My impulse reply would have been, “And you’re dumb, but you don’t hear me announcing your faults to the world,” but I had to think about this one. This was a girl who, every night, squeezed her slender self into this tight-fitting bar wench’s get-up, probably cutting off what little blood flow she had to her brain, and then spent said evening smiling for hours and saying “Take your hat and coat, sir?” She was paid for that shelf she called her chest and for looking good.
Then it dawned on me. Was this girl completely snowblinded, or was she smarter than she let on? After all, her job was easy money, and prese
nted the potential of meeting Mr. Right and his robust bank account.
Fighting my original impulse, I turned my reply around. “Actually, I’m Billi.

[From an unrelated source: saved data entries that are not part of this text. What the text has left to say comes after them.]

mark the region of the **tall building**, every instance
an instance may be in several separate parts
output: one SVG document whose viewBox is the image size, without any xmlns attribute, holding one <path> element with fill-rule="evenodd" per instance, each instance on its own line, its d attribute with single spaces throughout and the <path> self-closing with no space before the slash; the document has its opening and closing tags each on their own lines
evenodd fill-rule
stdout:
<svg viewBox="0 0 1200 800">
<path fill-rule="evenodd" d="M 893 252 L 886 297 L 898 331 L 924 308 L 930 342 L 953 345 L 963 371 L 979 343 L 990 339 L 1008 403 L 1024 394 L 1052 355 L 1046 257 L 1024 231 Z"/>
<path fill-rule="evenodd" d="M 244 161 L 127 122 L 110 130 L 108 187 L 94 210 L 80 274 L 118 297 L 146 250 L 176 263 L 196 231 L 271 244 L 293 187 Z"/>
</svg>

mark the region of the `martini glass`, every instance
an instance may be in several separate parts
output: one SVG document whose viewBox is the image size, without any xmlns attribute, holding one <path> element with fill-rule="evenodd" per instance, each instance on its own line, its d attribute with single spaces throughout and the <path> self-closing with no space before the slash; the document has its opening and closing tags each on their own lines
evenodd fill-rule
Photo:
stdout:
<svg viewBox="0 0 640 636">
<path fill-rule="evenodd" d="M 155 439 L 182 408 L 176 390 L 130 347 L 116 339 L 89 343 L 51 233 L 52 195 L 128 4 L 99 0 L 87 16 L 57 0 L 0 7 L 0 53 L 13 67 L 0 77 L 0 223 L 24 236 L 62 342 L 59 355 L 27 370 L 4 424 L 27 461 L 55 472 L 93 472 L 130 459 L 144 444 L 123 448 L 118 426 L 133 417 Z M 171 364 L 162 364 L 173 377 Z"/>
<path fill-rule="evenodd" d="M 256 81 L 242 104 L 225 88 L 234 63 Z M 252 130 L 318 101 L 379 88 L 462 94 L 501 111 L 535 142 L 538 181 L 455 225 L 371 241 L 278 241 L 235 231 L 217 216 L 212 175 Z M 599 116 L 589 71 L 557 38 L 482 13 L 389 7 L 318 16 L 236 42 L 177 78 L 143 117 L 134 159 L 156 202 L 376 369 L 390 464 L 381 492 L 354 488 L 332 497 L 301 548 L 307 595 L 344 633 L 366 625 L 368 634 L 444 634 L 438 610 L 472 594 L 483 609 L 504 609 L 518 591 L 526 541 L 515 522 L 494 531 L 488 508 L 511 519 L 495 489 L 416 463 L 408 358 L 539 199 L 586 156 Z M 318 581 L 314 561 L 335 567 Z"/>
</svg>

Billi Baddings. I’m hoping you’re Daphnie.”
At that, she straightened up and rested her hands on the Dutch door. I could tell Daphnie didn’t like the fact that this guy—this short guy—knew her name without a proper introduction made. She clearly preferred the penguins with their slicked-back hair and expensive colognes, and I didn’t have a problem with that. I did have a problem with this girlie’s attitude, which was making my job as much of a bitch as she was.
“Look, Daphnie, I’m not going to keep you long, so long as we talk like pals and you be honest with me. Otherwise, I’m going to have to come back here at another time. Say, during your shift?”
“You wouldn’t get past the door.”
I looked over my shoulder to the doorman, still on the floor. I could see his arms reaching up for a makeshift ice pack the bartender threw together for him.
I turned back to Daphnie with a wry grin. “Wouldn’t I?”
Frowning, Daphnie opened the door for me and disappeared into her makeshift office, a tiny table with stacks of cash and an adding machine. I watched her return to her desk in the corner of the now-empty coat room, situating herself in as comfortable a manner as her snug wardrobe allowed.
After loosing at me an extremely apprehensive look, Daphnie hiked up her already-short skirt, and I now lingered on her legs, which looked powerful. (Even the definition in her calves had definition!) With no further regard to me, she resumed tracking different tickets from the previous night’s clientele, separating from a rather healthy cash pile the pay going to numerous club employees. A lot of things went down in these keeps of bootleg booze, gambling, and just about anything else the President would prefer not to have in his beloved realm. From the look of her tips, she apparently did a bit more than check hats and coats, and was very good at it.